But at some point, I got squirmy about it. I wasn’t entirely clear on its purpose or mine or what I was using it for; or rather, I knew what I was using it for for myself, but that still didn’t address its public nature. I wound up passwording it, and eventually shut it down altogether. “Are you sure you want to delete this blog?” Blogger asked me politely. “Yes,” I clicked. And that was that. I had internalized the experience. It became part of me, part of my story, despite not having a paper trail, if an electronic one. Greg returned from Wyoming ten pounds skinnier and with a red-gray beard. Two weeks later, I got pregnant with Pearl. And the rest is…

Why I’m recounting this now? Last week, I had wondered whether taking a blog-break would feel similar in some way to that moment three years ago. Would my perception of time expand? Would I realize that blogging interfered with things I talk about doing or long to do? Was I in some way enslaved by it?

The strongest similarity between not smoking and not blogging for me has been that in the absence of either, I suddenly can’t fathom how I ever had so much time for it. When did I smoke all those Bali Hai cloves, all those Marlboro Reds? When did I write all those blog posts and read all those comments and stay in touch with my fellow bloggers?

But this time, something else happened, too. There was a twist: I missed this place. I missed myself. I missed you.

In heightening my awareness of the time and space in my life taken up by blogging, I was able to look at which aspects of it feed me and which deplete me. We all know that while eating is – or can be, should be – an act of necessity and nourishment, it’s also true that it can be a form of escape, abuse, enslavement, avoidance, and checking out. So too with blogging. For me, consciously stepping away from the blog for a few days allowed me to assess how it nourishes me and how it distracts.

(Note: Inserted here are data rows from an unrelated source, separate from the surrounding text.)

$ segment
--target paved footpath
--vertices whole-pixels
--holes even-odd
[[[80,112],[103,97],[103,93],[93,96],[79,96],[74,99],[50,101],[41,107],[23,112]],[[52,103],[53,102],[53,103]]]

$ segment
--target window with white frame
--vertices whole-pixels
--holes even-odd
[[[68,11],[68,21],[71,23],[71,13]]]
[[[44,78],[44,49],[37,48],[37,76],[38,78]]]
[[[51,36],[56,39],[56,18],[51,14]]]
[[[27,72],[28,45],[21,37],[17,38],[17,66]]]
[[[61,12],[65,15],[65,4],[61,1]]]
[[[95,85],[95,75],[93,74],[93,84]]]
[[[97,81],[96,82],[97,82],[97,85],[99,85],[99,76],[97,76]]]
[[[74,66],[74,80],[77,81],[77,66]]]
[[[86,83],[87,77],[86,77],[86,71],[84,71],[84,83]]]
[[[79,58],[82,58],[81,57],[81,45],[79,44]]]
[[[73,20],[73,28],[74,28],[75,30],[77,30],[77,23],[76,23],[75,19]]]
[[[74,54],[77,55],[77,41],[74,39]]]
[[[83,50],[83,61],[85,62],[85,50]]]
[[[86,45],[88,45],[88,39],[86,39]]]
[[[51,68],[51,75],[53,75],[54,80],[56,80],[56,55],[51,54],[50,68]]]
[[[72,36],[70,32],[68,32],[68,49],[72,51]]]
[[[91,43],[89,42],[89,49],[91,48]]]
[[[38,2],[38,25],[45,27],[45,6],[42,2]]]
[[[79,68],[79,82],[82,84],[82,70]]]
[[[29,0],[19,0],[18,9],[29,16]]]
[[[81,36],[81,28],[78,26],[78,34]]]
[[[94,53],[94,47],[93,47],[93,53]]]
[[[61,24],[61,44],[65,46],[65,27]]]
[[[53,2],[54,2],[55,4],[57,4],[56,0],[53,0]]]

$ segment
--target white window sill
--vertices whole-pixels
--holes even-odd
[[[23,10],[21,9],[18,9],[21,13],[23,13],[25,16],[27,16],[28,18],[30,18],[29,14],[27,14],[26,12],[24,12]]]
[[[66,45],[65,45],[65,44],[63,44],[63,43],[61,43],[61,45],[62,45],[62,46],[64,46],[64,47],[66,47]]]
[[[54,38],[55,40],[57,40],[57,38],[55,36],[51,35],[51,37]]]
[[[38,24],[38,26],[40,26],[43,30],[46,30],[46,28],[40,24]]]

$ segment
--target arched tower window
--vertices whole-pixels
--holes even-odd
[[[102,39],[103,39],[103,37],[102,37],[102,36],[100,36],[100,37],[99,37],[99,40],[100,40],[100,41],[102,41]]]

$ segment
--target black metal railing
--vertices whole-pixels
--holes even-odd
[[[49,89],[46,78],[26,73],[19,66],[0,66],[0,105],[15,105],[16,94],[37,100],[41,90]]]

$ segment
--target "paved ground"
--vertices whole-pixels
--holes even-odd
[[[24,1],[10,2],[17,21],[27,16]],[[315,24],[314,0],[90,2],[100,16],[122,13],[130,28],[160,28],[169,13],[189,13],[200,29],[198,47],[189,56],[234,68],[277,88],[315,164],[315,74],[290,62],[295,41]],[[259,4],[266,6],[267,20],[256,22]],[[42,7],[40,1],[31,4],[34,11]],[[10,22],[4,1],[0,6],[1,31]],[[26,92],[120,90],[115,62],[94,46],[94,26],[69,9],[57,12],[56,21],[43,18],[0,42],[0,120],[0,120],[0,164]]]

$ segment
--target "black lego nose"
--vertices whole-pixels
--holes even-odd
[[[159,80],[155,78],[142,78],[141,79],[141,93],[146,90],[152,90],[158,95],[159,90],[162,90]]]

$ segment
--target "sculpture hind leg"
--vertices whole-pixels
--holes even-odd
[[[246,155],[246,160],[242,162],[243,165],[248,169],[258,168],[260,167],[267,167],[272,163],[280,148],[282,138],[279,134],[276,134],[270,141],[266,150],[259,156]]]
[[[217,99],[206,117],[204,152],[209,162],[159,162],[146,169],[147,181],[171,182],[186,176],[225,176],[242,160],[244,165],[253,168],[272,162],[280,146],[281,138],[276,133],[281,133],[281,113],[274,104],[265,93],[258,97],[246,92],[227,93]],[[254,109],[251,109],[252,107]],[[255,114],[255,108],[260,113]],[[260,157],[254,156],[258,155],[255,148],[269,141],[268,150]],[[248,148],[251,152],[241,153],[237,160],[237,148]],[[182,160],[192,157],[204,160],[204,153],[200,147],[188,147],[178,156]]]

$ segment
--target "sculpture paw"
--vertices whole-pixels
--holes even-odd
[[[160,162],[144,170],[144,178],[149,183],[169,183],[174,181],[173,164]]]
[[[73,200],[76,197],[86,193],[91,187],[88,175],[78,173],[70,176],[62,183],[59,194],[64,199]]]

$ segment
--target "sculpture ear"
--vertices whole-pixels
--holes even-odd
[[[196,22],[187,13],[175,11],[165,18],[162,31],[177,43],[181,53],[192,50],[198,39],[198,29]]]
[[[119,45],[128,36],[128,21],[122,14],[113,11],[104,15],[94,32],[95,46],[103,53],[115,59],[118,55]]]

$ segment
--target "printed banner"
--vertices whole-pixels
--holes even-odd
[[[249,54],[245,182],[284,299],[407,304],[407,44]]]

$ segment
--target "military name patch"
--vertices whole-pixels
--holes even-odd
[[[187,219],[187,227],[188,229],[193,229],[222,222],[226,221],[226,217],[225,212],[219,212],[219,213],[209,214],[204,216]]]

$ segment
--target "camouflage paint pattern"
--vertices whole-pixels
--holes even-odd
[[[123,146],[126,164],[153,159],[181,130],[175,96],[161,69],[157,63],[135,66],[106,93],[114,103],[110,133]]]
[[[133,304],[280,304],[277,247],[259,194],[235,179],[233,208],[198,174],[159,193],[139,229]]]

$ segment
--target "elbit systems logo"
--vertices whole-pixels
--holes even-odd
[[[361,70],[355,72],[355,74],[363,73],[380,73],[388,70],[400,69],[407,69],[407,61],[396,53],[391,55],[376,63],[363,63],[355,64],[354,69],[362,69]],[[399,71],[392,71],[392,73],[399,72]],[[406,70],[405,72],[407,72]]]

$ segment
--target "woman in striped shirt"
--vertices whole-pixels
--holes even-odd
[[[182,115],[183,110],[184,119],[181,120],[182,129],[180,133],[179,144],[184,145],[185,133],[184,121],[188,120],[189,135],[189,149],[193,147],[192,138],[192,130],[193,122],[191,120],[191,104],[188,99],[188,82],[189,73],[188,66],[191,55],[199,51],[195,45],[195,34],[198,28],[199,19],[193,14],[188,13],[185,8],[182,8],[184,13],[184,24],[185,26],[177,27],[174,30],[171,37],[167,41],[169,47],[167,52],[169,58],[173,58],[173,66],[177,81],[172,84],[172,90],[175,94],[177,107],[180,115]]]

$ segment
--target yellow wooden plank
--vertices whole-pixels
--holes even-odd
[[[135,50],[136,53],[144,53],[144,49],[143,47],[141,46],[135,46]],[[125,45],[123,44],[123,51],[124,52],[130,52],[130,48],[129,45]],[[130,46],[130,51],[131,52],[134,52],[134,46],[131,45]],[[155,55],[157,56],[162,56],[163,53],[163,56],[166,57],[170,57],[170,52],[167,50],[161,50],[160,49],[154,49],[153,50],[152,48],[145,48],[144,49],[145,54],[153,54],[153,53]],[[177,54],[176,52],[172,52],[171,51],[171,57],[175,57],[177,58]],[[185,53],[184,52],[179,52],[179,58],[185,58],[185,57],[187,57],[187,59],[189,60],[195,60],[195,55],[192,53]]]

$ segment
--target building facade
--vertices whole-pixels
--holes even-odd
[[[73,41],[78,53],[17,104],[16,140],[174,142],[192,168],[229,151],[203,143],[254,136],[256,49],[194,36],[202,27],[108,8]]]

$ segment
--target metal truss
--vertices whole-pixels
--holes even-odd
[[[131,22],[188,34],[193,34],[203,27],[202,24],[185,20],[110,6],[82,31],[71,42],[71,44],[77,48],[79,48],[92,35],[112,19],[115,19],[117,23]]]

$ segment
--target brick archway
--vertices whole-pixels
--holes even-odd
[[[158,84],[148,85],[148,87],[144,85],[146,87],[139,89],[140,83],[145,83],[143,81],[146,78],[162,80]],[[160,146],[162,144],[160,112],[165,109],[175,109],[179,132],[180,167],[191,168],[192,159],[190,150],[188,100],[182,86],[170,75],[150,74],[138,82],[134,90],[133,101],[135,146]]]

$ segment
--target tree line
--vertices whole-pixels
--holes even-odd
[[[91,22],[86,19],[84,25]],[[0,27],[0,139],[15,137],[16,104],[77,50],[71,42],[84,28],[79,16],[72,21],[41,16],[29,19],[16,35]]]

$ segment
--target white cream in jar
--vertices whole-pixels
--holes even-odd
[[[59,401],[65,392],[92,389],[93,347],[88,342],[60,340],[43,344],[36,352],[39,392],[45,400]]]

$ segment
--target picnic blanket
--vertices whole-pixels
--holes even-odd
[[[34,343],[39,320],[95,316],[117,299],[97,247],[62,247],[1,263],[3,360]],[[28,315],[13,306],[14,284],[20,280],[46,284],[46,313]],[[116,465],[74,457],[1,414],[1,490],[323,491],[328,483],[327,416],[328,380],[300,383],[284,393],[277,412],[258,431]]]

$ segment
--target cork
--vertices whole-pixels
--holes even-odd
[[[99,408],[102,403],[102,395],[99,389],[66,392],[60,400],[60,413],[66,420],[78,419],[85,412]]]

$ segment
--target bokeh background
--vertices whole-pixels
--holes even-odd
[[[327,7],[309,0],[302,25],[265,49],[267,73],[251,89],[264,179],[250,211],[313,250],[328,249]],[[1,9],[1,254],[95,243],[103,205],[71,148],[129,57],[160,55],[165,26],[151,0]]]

There is no one answer here. But I did realize that I love this space; I value the associations I have here not with checking out, but with checking in. I found that I did almost no writing and very little checking in with myself without it. I realized that over time, I have come to appreciate and look forward to the connections this experiment has fostered. It is humbling and moving to imagine that reading my words might ever give you a chance to check in with yourself.

I’ve also been running more, and eating less crap at night. Becoming more conscious of the blog has notched up my awareness of other things too. That’s what happens. You shine a light on one thing and the light spreads to other corners, other habits, other hidden or simply neglected places.

In the end, there are only beginnings and ongoings. The first title seems to have won out tonight. I actually have lost a couple of pounds of ice-cream weight, completely by accident. I’m actually looking forward to my run most days. I’m holding on for dear life as Greg builds Spring Hill and I hold down the home front and together we take one leap of faith after another. I’m wondering where all these kids came from, and considering how my own version of Nickel and Dimed would read. I’m bartering for a new coaching brochure and beginning to think about how to integrate the blog and the work more seamlessly and authentically. And I’m holding all of this in the context of a broken world that desperately needs as much action and compassion as we can individually and collectively muster.

For tonight, those posts will have to wait. What feels good is knowing that I have this place to come explore them, to keep practicing and processing this funny, messy, tender, difficult, blessed business of living and loving and making a living and raising kids and growing businesses and creating community and being good to ourselves – and that I’m choosing to return, to tune in here. I hope you will, too.

10 thoughts on “How I Gave Up Blogging…

  1. Karen says:

    This is what the masters say about the difference between enlightenment and delusion: When enlightened, you use the 24 hours of the day, in delusion you are used by the 24 hours.


  2. Mika says:

    Don’t forget that your blogging does not only serve you (whereas your smoking did!), there is also us! You are such a great writer, funny, truthful, and you have a way of touching me with your familiarity, and inspiring me to be more like you! (I am trying to start running – and I think of you when I do).

    Glad you’re back.


  3. Chloe says:

    Yeah! Jena’s back! For some reason it’s comforting just knowing you’re around.

    So true that blogging provides an opportunity for us to check in with ourselves. I’ve been giving thought to the role blogging plays in my life as well. I find time-management (aka procrastination) to be the biggest problem so I have to impose limits on myself. It’s not perfect, but I’m still figuring out how to balance it all


  4. Jennifer/The Word Cellar says:

    Your analogy between eating and blogging is spot on! I’ve been cutting back on my general bloggy involvement (reading, writing, the timesink that Twitter can be), and am feeling many of the same things that you describe. My time has been full, even without blogging, but I miss the sense of connection. On the plus side, some of my unhealthy habits (such as unconsciously comparing myself to others) seem to have subsided. Glad you’re back and glad to be back.


  5. Meg Casey says:

    Welcome back. We missed you. I too am have been taking a little blogging break this week–not completely off line but mostly. It is interesting in all the ways you describe here. Thanks for this. As always your writing illuminates.


  6. Jen Ballantyne says:

    Dear Jena, so very glad you decided this was only a short break. I love the description you use in this post ‘And I’m holding all of this in the context of a broken world that desperately needs as much action and compassion as we can individually and collectively muster.’ Here, here girl, ain’t that the truth. You truly do help here I can vouch for that. Love to you, Jen xxx PS: Thank you so very very much for your contribution to the EBay Auction xx


  7. Jena Strong says:

    Anonymous – or maybe it’s head-first?

    Karen – I love this. Can I substitute “aware” and “unaware” for “enlightened” and “delusional”?

    Shelli – Always glad you’re tuning in.

    Mika – I thought of you while I was running today. Thinking of you thinking of me. How’s that for connected?

    Marta – Good. Please do!

    Chloe – It’s not perfect, because it’s a process. You’re exclamation marks made me so happy!

    Jennifer – See Karen’s comment. Glad you’re here, and there.

    Meg – Love to you, online and off.

    Jen – You are a beautiful mirror. Thank you for this.